Flight path tests using vulkan as D3D render in place of opengl in wine registry. Dalaran (BS) - shipwreck cove 8 min 186 max 58 avg Booty Bay - Lights hope 7 min 201 max 88 avg Moonglade - Dig site, Tanaris 11 min 195 max 82 avg Wildhammer Stronghold (outland) - Stormspire, Netherstorm 9 min 149 max 54 avg Valiance Keep - Westfall Brigade (Northrend) 6 min 143 max 64 avg Timeless isle - Shado Pan Garrison 1 min 265 max 54 avg Srotmshield - Rizlits Hold Fast, Nagrand (draenor) 7 min 103 max 55 avg

Compiled 64 bit only, CFLAGS=-march=bdver2 -mtune=bdver2 -O3 -fPIC -fomit-frame-pointer -fno-align-functions -fno-align-loops -pipe symlinked wine to wine64, run regedit, put vulkan in place of opengl in Direct3d render. Enabled CSMT on the staging tab of winecfg. Launch wow from desktop shortcut, not battle.net app. Running Geforce GTX 970, 4Gig DDR5, 390.25 proprietary Nvidia from website. AMD FX 6350 6 core, 3.6Ghz, 16Gig DDR3 1600 ram. WoW set on 7 for all.

IngeniousDox commented 6 years ago

It would be lovely if it was that easy, and we could put Vulkan as renderer. DXVK is being made for that reason, but doesn't work for WoW yet.

You tested with OpenGL and Wine-pba.

SteveEbey73742 commented 6 years ago

No, I did not. What do I need to show, I have screen shots of both, and can see visual differences in running vulkan versus opengl. is there a wine test somewhere, that can show the underlying render that is being used.

IngeniousDox commented 6 years ago

Well, if you found a way to already run WoW on Vulkan, people will be interested. So we will want to know the steps you took, so we are able to replicate it. I'll start with a few questions, perhaps you can fill in the blanks:

TRPB commented 6 years ago

wine-pba wouldn't work with vulkan anyway, it makes use of opengl features.

mirh commented 6 years ago

Can we please keep OTs out? People is not here to hear about vulkan.
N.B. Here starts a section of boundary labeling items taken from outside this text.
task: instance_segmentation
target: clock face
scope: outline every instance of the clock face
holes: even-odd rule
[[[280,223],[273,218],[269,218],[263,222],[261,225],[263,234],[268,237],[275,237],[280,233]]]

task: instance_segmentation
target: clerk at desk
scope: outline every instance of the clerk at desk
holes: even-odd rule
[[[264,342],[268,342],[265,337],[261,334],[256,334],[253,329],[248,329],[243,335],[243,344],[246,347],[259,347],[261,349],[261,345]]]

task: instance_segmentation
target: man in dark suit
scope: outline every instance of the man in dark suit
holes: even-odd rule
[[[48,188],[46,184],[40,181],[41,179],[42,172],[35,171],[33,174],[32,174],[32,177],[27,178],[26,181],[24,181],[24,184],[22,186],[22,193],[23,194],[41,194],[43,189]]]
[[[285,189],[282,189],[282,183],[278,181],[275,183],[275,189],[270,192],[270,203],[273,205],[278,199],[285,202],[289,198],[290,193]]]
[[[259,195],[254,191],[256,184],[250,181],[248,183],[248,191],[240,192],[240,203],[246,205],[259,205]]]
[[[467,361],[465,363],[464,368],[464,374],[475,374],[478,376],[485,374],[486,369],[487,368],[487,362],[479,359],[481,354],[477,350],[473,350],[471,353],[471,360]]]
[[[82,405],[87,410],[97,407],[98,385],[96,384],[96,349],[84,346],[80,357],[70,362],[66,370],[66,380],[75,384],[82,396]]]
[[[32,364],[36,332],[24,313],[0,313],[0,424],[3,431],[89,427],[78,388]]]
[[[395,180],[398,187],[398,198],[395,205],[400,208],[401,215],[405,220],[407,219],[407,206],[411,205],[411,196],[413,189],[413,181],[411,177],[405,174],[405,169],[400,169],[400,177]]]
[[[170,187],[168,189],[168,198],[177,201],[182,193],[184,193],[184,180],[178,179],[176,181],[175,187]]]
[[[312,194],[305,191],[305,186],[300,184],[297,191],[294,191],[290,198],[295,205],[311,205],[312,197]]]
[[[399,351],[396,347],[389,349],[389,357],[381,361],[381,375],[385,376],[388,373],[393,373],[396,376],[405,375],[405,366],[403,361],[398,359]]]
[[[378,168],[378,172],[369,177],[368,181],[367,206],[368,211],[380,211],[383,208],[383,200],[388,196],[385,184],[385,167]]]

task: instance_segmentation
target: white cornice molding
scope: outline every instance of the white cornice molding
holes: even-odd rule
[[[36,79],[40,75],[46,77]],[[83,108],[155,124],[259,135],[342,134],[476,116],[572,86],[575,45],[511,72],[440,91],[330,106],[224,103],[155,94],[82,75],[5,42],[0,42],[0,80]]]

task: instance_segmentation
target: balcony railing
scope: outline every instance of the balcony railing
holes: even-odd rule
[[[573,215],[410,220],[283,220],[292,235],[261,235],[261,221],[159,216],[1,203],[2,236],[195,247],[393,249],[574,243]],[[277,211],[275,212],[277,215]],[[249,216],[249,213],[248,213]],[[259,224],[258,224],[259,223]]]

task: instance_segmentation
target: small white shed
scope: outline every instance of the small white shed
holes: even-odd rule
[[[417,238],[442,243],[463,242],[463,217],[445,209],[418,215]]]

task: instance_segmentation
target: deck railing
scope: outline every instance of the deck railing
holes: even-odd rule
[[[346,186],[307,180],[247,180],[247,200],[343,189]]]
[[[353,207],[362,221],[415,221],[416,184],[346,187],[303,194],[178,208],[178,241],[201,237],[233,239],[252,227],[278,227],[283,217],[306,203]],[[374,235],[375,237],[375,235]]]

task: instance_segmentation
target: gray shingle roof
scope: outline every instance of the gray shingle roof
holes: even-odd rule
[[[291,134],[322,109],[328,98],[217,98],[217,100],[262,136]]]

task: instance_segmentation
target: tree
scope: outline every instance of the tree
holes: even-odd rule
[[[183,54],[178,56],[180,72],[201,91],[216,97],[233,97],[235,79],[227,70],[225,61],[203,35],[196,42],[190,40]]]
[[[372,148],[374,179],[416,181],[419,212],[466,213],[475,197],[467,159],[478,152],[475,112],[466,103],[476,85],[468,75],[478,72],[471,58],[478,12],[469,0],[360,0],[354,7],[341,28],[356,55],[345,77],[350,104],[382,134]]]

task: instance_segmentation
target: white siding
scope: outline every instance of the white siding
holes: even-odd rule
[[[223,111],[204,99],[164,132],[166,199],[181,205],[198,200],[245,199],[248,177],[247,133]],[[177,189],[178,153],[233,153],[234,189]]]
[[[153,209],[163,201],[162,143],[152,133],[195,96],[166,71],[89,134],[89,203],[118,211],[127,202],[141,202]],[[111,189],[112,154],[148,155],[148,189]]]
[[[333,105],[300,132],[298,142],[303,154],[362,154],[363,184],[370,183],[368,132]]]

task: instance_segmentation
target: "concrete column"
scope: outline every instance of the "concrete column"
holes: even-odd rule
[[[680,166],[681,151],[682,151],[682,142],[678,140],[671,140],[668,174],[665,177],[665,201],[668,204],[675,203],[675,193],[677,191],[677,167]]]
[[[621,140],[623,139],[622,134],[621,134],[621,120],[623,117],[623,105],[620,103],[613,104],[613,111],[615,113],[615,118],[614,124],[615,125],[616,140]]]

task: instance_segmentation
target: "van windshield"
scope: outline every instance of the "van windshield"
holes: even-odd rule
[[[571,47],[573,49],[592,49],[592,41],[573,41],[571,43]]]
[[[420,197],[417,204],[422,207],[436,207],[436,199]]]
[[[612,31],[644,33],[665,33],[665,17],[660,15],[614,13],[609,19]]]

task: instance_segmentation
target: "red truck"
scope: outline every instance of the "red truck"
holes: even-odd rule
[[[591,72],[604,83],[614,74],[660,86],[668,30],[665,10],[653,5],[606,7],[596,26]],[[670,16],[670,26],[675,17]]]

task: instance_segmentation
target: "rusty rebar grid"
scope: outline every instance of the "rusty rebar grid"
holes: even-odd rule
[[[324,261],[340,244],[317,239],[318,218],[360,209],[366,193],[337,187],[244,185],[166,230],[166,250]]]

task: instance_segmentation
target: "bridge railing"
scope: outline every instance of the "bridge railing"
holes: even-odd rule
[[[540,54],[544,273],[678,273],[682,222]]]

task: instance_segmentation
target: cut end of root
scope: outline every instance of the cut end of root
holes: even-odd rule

IngeniousDox commented 6 years ago

Its a thread about World of Warcraft - Test results. Its on topic enough. We are testing WoW in various ways, with and without PBA. Now, I haven't heard of a way to get WoW working it with Vulkan, so I'm open to hearing about it. And if I works with Vulkan, I'm going to test with it to get comparisons. You are free to mute the thread if you ain't interested.